O Círio de Nazaré em Belém do Pará é uma das maiores festas católicas do mundo, realizada no segundo domingo de outubro. O Círio de Nazaré é muito mais que uma festa religiosa. É manifestação cultural de um povo. Fogos de artifício, novenas e celebrações, brinquedos de Miriti (palmeira típica da Amazônia usada no artesanato paraense), tudo isso faz parte do Círio.

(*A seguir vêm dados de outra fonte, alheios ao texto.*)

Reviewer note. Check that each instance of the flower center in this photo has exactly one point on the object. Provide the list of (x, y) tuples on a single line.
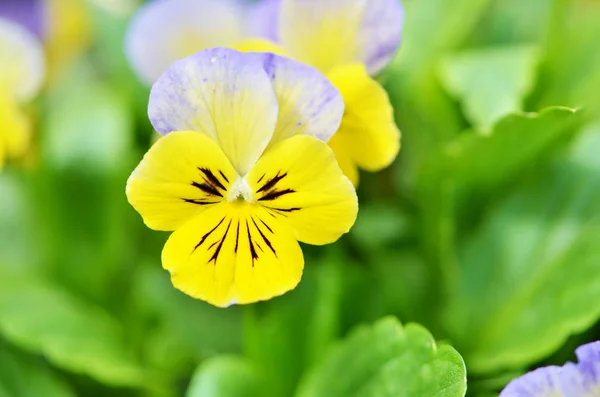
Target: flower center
[(240, 191)]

Para os paraenses o Círio de Nazaré tem o mesmo significado que o Natal, tanto que o desejo de “Feliz Círio” entre íntimos e desconhecidos é comum neste período. No lugar da ceia, a tradição na mesa familiar é o almoço do Círio, após a procissão do domingo. O prato número um é o pato no tucupi (sumo da mandioca), temperado com jambu, pimenta de cheiro. Em menor escala tem o leitão no tucupi ou a maniçoba.
As contas do Círio são superlativas: 11 procissões, mais de 2 milhões de pessoas participando, passa dos 200 anos de tradição e mobiliza todo o país, especialmente a Amazônia já que a santa é considerada a padroeira da região.
Roteiro do Círio
Com a missão campal iniciada às 5 horas na Catedral Metropolitana tem início a maior procissão do Círio. Até a Igreja Santuário são pouco mais de 3,7 quilômetros. Porém, é curto para as extremadas demonstrações de fé e devoção à santa.
A berlinda contorna o Ver-o-Peso quando o sol está saindo na manhã do segundo domingo de outubro. A Associação dos Feirantes recebe a santa com salva de fogos. Na esquina da Frutuoso Guimarães a corda é atrelada à berlinga. Segue então a romaria pelo Boulevard Castilhos França.
Mais ou menos por volta das 8 horas os arrumadores queimam 36 mil pistolas de fogos em homenagem à santa, antes da subida da avenida Presidente Vargas. Pega então a avenida de Nazaré em direção à praça do Santuário onde chega por volta do meio-dia. Precisão não há diante de tamanha devoção.
Procissões
O calendário oficial do Círio é composto por 11 procissões. Além do Círio propriamente dito, a Trasladação é a mais tradicional delas. No final da tarde de sábado, após a missa em frente ao Colégio Gentil Bittencourt, tem início o cortejo, formado predominantemente por jovens estudantes. Termina na Catedral.
Das romarias que foram o Círio fazem parte a Transladação, Traslado para Anindeua, Romaria fluvial, a Romaria rodoviária, Moto romaria, Ciclo romaria, Círio das crianças, Círio da juventude e Recírio.
A lenda da santa
Plácido José de Souza era um caboclo da região. Filho do português Manuel Aires de Souza com uma nativa. Era agricultor e caçador. Possuía um sítio na estrada do Maranhão, hoje avenida Nazaré. Assim começa a história da devoção à imagem de Nossa Senhora de Nazaré, lá em 1700.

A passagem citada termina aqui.